Everything for Electronics

Breaking the Arduino Speed Limit

Breaking the Arduino Speed Limit

By Bob Davis    View In Digital Edition  


Admit it, we all like to do it — break the speed limit. Usually, it is just a little bit. Sometimes it just keeps getting worse until we get caught. The same thing applies to overclocking our computers. We keep pushing the limits until it fries. How fast can you push the tiny little Arduino? Well, let's take a look.
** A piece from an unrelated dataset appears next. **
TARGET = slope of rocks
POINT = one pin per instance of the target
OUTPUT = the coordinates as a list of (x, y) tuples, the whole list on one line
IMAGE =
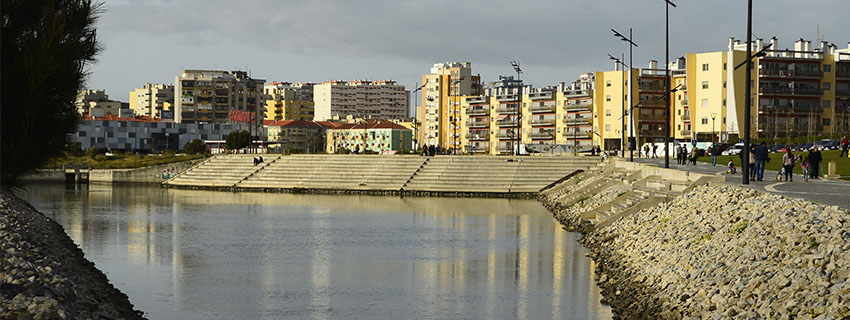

First, we need to establish a base line. What are the default limits of the Arduino's analog-to-digital converter (ADC)? To determine the base line limit, we need to record the time; take, let’s say, 100 samples; then record the time once again. Then, we subtract the beginning time from the ending time to see how long it took to collect those samples.

In order to easily see what we are doing, let's connect up an LCD screen. A 128x64 bit graphics screen is fairly cheap to buy, and is still able to display our data. The 128x64 LCDs typically sell for about $10 to $12 on eBay. Look for one with an ST7920 driver IC. You can use other driver ICs by changing a line of code in the software.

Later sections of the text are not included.